On Fri, 05 Sep 2003, Toad wrote:

> Except for the fact that freenet needs two way connectivity on
> connections.

Only inside the lan and to the border node, NOT to the outside world.

Again, we're talking about using gateways here.

> > > But will it really break things that badly? Surely, the nodes will quickly 
> > > learn to route to the border node(s) instead of trying to route further in. 
> > > In fact, they won't even bother routing further in because the references 
> > > will have private IP addresses on them which will get dropped before making 
> > > it into the routing table in the first place.
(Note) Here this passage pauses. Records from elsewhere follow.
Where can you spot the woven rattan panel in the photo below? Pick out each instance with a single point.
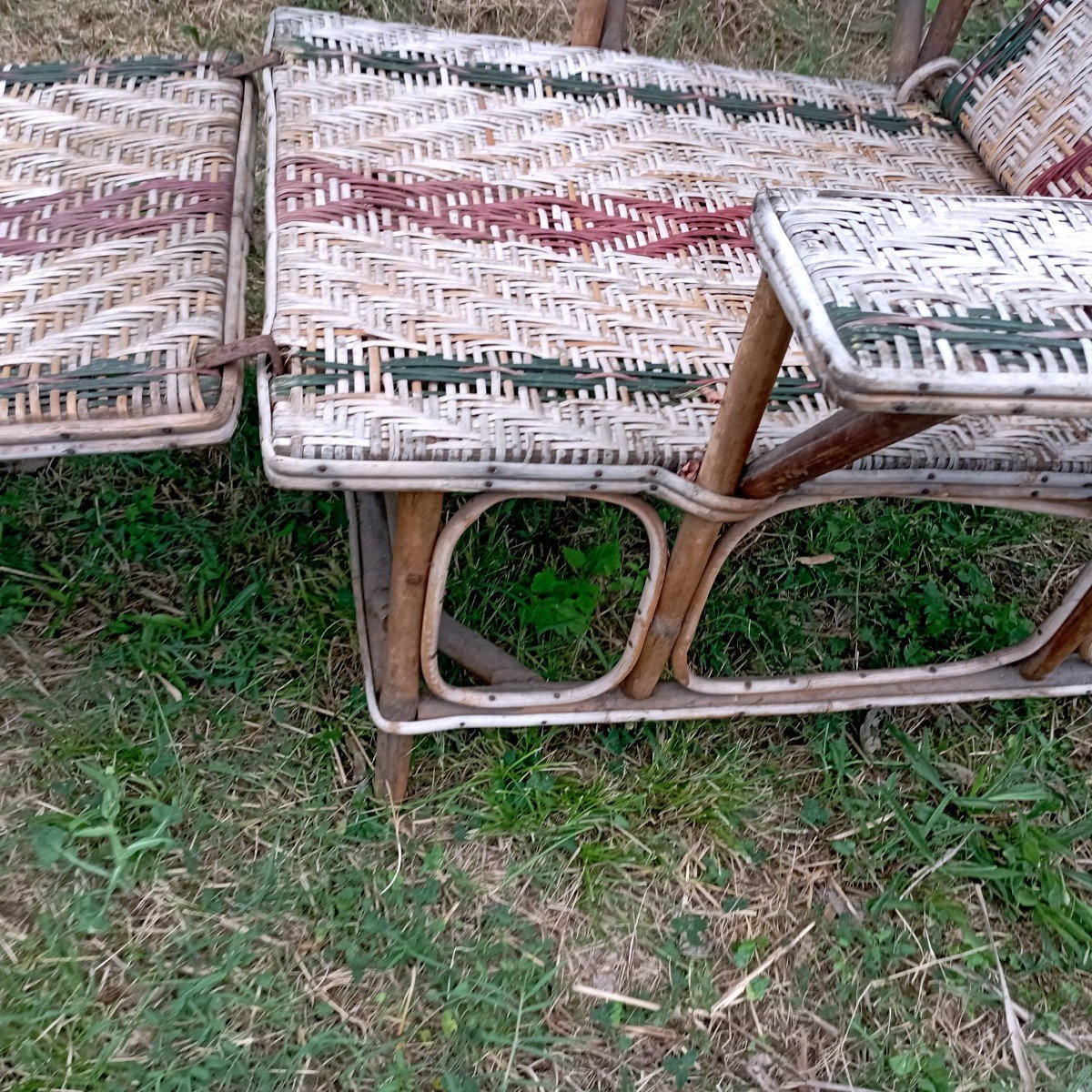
(118, 184)
(938, 305)
(492, 250)
(1025, 102)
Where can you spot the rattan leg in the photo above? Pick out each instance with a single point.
(416, 528)
(1070, 638)
(392, 765)
(838, 441)
(746, 396)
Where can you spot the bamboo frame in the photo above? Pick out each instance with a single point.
(993, 676)
(443, 420)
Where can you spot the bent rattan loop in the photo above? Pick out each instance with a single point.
(243, 349)
(924, 76)
(125, 189)
(490, 252)
(509, 696)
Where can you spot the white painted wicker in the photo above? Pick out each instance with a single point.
(937, 305)
(502, 263)
(124, 192)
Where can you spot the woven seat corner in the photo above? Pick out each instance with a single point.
(500, 257)
(124, 195)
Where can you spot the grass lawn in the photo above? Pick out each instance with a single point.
(195, 895)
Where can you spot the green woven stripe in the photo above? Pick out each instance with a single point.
(546, 375)
(103, 380)
(139, 69)
(1009, 45)
(483, 75)
(982, 331)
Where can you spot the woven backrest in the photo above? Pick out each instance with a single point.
(1025, 102)
(120, 189)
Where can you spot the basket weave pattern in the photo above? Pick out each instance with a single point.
(496, 250)
(937, 304)
(117, 190)
(1025, 102)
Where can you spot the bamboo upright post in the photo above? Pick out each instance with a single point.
(746, 396)
(905, 38)
(944, 30)
(614, 25)
(588, 23)
(416, 528)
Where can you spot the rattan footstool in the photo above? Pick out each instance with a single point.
(911, 310)
(125, 189)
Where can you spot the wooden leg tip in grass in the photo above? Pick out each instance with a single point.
(392, 767)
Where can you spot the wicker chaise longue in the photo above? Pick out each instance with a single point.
(509, 268)
(505, 268)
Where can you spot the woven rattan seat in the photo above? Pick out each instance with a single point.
(495, 251)
(124, 187)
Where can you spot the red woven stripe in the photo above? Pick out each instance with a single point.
(32, 227)
(1075, 168)
(639, 227)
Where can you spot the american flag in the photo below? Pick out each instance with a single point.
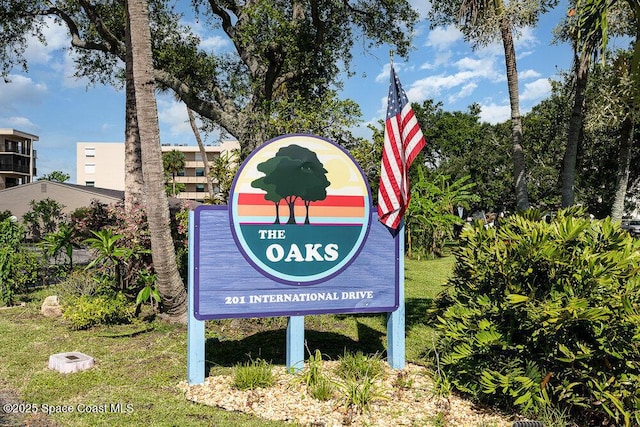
(403, 140)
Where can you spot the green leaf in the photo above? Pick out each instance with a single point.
(523, 399)
(517, 299)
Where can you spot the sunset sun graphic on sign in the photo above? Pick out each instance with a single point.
(300, 209)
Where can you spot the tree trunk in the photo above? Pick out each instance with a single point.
(133, 182)
(575, 131)
(624, 163)
(203, 151)
(519, 166)
(169, 283)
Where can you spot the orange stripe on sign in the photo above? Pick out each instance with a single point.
(314, 210)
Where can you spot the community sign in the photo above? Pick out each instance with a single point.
(299, 236)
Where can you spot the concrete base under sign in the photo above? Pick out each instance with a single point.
(70, 362)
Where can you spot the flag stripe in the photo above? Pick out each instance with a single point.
(403, 140)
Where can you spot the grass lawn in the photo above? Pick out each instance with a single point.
(139, 366)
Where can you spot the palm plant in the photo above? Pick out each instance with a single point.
(109, 254)
(483, 22)
(54, 243)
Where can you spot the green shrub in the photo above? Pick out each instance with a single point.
(19, 267)
(86, 311)
(541, 313)
(254, 374)
(318, 384)
(358, 366)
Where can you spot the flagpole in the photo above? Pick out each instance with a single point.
(396, 327)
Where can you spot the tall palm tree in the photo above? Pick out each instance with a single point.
(173, 162)
(133, 180)
(482, 22)
(593, 27)
(169, 284)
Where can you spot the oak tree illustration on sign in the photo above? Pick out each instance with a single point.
(294, 173)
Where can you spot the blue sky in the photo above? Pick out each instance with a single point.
(61, 110)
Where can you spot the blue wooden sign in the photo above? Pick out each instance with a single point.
(297, 238)
(227, 285)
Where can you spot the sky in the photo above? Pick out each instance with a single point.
(62, 110)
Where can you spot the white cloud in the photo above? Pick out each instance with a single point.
(441, 38)
(214, 44)
(208, 42)
(536, 90)
(464, 91)
(173, 116)
(17, 122)
(494, 114)
(421, 6)
(57, 39)
(383, 76)
(22, 90)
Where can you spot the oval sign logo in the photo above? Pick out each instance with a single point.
(300, 209)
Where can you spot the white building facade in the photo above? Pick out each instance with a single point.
(101, 164)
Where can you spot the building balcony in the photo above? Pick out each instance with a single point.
(11, 167)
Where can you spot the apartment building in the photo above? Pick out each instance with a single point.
(101, 164)
(17, 158)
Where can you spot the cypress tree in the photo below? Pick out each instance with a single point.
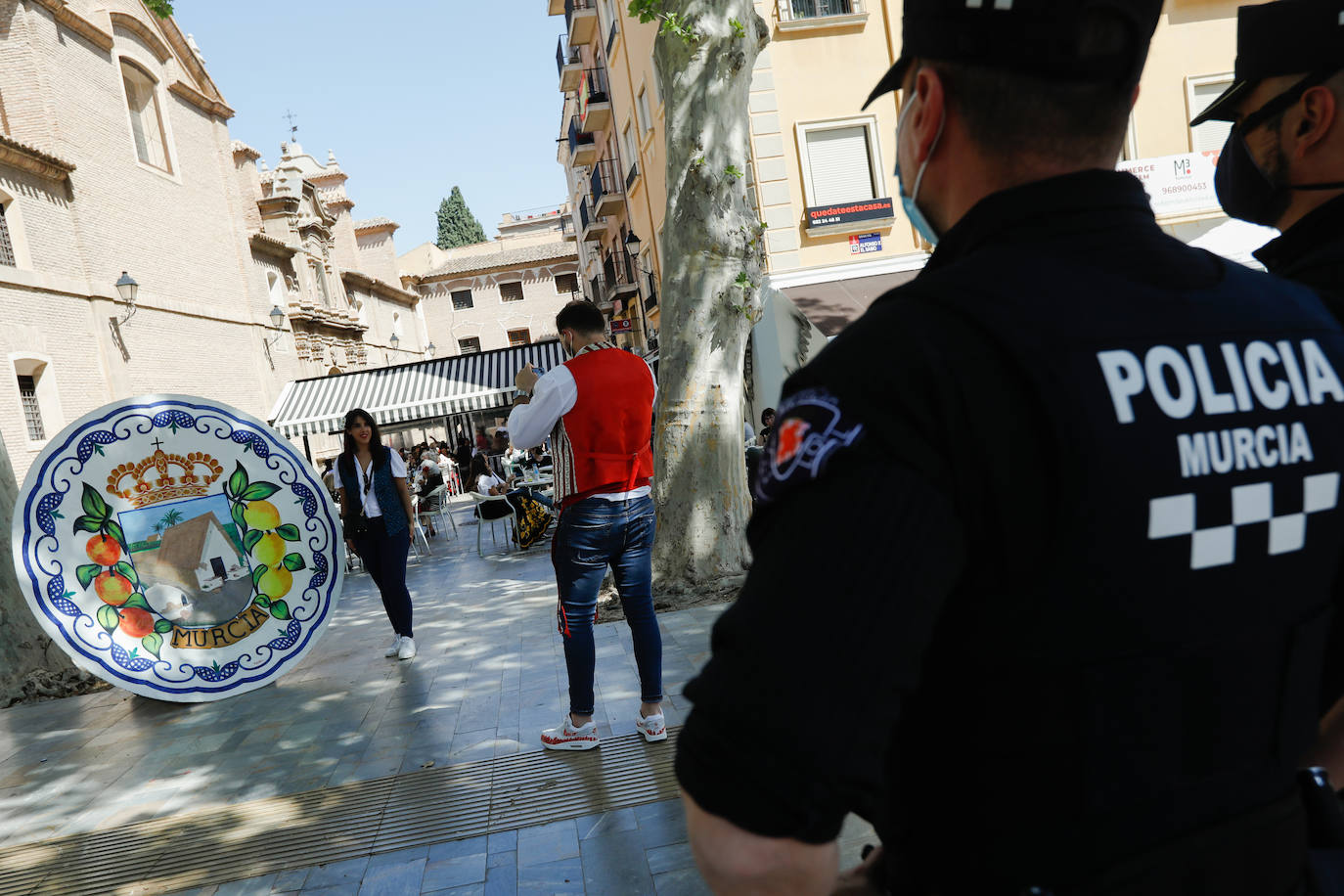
(457, 226)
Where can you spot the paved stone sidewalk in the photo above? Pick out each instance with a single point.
(488, 677)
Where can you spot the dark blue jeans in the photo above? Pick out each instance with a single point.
(590, 536)
(384, 558)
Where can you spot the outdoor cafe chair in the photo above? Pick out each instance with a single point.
(437, 503)
(510, 518)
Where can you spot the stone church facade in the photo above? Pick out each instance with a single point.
(115, 156)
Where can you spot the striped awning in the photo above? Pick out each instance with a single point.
(409, 392)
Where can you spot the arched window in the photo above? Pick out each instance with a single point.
(147, 124)
(38, 398)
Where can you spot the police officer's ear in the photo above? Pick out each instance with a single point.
(927, 90)
(1320, 113)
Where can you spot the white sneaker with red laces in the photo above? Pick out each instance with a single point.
(652, 727)
(570, 738)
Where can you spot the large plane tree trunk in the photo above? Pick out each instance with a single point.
(29, 664)
(712, 267)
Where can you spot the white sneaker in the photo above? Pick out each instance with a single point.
(570, 738)
(652, 727)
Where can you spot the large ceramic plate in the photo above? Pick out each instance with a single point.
(178, 548)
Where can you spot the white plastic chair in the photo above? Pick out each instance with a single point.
(510, 518)
(437, 504)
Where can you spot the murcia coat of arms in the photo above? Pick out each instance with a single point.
(178, 548)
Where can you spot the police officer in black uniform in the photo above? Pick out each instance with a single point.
(1048, 539)
(1283, 161)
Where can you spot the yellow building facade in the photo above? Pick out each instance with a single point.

Or am I wrong here?
> > 
> > Exactly.  But the problem that I'm trying to explain is this:
> > 
> > Outside node 1 searches for key "KA".  Routes it to your gateway,
> > gateway routes it to internal node 2.  Node 2 responds with a 10.x
> > address, gets passed through the gateway to 1.  Now 1 has a 10.x noderef
> > for that keyspace and it gets ignored.  Thus, a successful transfer did
> > NOT improve routing at all.
> 
> No, it doesn't get ignored. The noderef is reset to the gateway node's
> reference. In any case, references are no longer such a big issue in
> NGRouting - the border node doesn't give the requester a new node, but
> it does improve the requester's respect for the border node.

Yes, NGR makes a huge difference in that regard.  Original routing code
would lose the 10.x references if the gateway didn't reset the DS.